Talk Abstract: In many practical problems, the number of data forming difference classes can be quite imbalanced, which could make the performance of the most machine learning methods become deteriorate to a certain degree. In general, the problem of learning from imbalanced data is nontrivial and challenging in the field of data engineering and machine learning, which has attracted growing attentions in recent years. In this talk, we will introduce the imbalanced data learning and its related techniques, as well as its applications.

Title: TBA

Yong Liu

Professor,System Intelligence Laboratory,University of Aizu

URL:  https://www.u-aizu.ac.jp/research/faculty/detail?cd=90020&lng=en

Talk Abstract: TBA

Title: Some Theoretical Problems of Random Heuristic Search Algorithms

Jun He

Professor, Nottingham Trent University, Clifton Campus,Nottingham NG11 8NS, UK

Talk Abstract: Inspired by nature, many intelligent optimization algorithms have been designed to solve various optimization problems, such as simulated annealing algorithm, genetic algorithm and particle swarm optimization algorithm. These algorithms have some commonalities: randomness, heuristics, search algorithm, so they are called random heuristic search algorithm as its name implies in theoretical research. Compared with the traditional optimization algorithm, the stochastic heuristic search algorithm is intuitive and easy to implement. However, due to the randomness and heuristics of the algorithms, it is not easy to analyze and evaluate the performance of these algorithms in theory.

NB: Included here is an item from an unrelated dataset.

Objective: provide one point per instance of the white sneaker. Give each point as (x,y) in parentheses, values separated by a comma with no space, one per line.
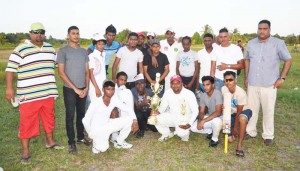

Title: Evolutionary Computing and Complex Networks for Metabolomics and Precision Medicine

Ting Hu

Professor, Department of Computer Science, Memorial University, Canada

Talk Abstract: Metabolomics studies use quantitative analyses of metabolites from body fluids or tissues in order to investigate a sequence of cellular processes and biological systems in response to genetic and environmental influences. This promises an immense potential for a better understanding of the pathogenesis of complex diseases. Most conventional metabolomics analysis methods exam one metabolite at a time and may overlook the synergistic effect of combining multiple metabolites. In this article, we proposed a new bioinformatics framework that infers the non-linear synergy among multiple metabolites using a symbolic model and subsequently, identify key metabolites using network analysis. Such a symbolic model is able to represent a complex non-linear relationship among a set of metabolites associated with osteoarthritis (OA) and is automatically learned using an evolutionary algorithm. Applied to the Newfoundland Osteoarthritis Study (NFOAS) dataset, our methodology was able to identify nine key metabolites including some known osteoarthritis-associated metabolites and some novel metabolic markers that have never been reported before. The results demonstrate the effectiveness of our methodology and more importantly, with further investigations, propose new hypotheses that can help better understand the OA disease.